The target.requires_podman = true declaration means this component expects a Podman runtime. The security block explicitly declares what I/O capabilities the recipes require. A K9 runtime can enforce these declarations as a sandbox policy.
---
Key Observations
1. Kennel files are always safe. You can accept them from untrusted sources, pipe them through CI, and display them to users without risk.
2. Yard files are safe but powerful.

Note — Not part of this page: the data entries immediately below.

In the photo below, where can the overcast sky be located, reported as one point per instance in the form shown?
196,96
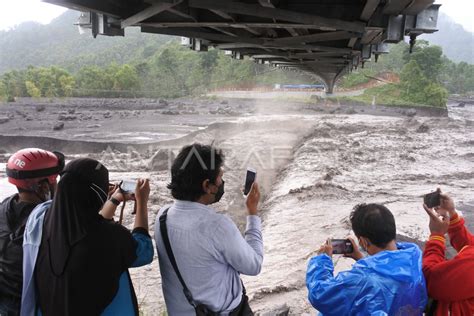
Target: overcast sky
13,12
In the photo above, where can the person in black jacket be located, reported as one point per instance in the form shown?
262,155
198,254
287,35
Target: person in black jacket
34,172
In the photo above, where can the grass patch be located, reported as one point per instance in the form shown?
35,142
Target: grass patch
388,94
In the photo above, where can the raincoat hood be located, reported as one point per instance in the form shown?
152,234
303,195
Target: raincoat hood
403,265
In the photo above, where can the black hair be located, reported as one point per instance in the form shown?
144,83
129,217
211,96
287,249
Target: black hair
375,222
193,165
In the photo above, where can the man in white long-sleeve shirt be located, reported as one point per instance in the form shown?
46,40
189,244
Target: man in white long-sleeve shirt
209,249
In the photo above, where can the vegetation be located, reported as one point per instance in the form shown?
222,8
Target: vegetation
150,65
426,76
172,71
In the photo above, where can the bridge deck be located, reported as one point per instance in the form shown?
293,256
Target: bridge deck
327,38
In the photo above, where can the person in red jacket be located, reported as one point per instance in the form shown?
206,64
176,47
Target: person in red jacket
449,282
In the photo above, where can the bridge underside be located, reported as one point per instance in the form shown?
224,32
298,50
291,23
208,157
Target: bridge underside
326,38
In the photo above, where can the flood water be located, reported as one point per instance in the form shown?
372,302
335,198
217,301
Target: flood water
313,168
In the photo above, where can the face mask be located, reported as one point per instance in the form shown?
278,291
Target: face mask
48,196
219,193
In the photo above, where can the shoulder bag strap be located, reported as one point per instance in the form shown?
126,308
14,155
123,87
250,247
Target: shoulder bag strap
169,251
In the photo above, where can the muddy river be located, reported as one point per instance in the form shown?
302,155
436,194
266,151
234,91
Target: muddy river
314,163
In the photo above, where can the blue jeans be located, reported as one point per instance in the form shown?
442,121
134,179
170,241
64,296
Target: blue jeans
9,307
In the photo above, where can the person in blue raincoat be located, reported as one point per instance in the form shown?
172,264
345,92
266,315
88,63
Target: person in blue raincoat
387,282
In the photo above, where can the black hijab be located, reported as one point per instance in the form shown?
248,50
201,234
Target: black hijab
80,196
82,255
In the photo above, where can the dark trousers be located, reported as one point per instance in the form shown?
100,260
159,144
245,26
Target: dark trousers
9,306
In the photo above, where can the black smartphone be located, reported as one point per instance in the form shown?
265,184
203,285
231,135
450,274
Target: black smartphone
249,180
432,199
341,246
128,186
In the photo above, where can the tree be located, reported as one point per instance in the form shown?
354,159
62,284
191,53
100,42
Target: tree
126,79
3,91
417,88
32,90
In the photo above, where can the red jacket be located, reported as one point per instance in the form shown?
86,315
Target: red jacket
451,282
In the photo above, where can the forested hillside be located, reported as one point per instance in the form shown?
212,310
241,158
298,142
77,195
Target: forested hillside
457,43
55,60
60,43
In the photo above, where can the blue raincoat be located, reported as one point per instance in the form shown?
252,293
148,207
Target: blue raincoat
387,283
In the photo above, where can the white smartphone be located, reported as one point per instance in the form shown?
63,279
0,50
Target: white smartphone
249,180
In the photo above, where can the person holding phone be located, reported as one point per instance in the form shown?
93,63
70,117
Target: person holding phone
76,257
450,282
202,252
387,282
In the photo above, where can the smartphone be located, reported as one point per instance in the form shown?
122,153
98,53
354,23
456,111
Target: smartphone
249,180
432,199
341,246
128,186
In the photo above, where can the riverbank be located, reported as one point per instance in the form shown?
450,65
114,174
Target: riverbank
314,163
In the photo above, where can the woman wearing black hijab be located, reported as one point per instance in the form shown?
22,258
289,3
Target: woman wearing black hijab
83,260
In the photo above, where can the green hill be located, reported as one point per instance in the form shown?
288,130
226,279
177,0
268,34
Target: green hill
457,43
59,43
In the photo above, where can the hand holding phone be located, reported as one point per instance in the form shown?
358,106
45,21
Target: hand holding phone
249,180
342,246
432,199
128,187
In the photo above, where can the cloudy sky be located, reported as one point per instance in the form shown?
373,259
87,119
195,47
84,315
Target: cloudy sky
13,12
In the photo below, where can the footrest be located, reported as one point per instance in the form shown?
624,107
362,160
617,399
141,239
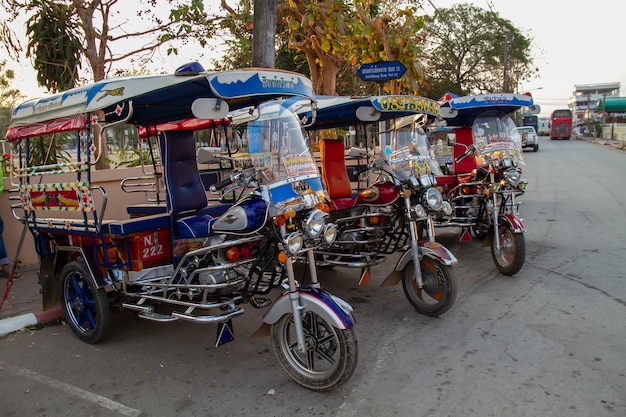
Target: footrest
151,315
209,319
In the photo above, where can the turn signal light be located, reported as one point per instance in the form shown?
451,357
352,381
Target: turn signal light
246,251
282,257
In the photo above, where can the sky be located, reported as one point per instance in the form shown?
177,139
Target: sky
573,42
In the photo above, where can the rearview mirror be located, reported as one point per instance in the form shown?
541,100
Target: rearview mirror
209,108
208,155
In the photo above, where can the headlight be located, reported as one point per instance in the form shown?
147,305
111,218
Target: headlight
522,185
314,224
512,177
419,210
433,198
330,233
426,181
294,242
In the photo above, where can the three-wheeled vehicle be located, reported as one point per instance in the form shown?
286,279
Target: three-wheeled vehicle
179,257
483,174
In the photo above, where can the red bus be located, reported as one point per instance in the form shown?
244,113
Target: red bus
561,124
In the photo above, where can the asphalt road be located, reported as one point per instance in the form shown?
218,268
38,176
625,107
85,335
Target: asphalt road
550,341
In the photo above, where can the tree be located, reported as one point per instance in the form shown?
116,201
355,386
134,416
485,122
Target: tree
8,97
337,36
465,51
54,45
105,33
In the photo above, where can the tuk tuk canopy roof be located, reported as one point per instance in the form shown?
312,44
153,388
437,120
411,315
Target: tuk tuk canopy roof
612,104
461,111
334,111
152,99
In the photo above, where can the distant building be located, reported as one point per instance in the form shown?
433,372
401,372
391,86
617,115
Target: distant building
584,101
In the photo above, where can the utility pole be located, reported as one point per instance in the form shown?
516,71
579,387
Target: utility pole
264,34
505,81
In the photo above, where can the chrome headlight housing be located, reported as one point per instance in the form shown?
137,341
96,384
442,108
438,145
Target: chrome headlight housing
420,211
293,243
330,233
513,177
427,180
433,198
314,224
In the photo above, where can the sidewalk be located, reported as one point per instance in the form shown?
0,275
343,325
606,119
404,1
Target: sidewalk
23,305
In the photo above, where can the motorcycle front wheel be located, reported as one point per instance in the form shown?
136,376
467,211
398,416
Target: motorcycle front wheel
509,259
330,355
439,291
85,306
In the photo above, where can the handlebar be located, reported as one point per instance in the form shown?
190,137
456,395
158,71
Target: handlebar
468,151
221,184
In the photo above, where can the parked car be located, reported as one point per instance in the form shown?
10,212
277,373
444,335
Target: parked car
529,137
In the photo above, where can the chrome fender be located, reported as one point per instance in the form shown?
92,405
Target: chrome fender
514,222
426,248
334,309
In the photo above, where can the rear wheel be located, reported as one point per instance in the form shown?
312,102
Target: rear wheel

They compute values and enforce contracts, but they cannot reach outside the Nickel evaluator's sandbox.
3. Hunt files are powerful but accountable. Every execution is traceable to a signed author, a specific version, and a validated contract.
4. The pedigree is always present. At every level, you know the component's name, version, and capabilities before you process it.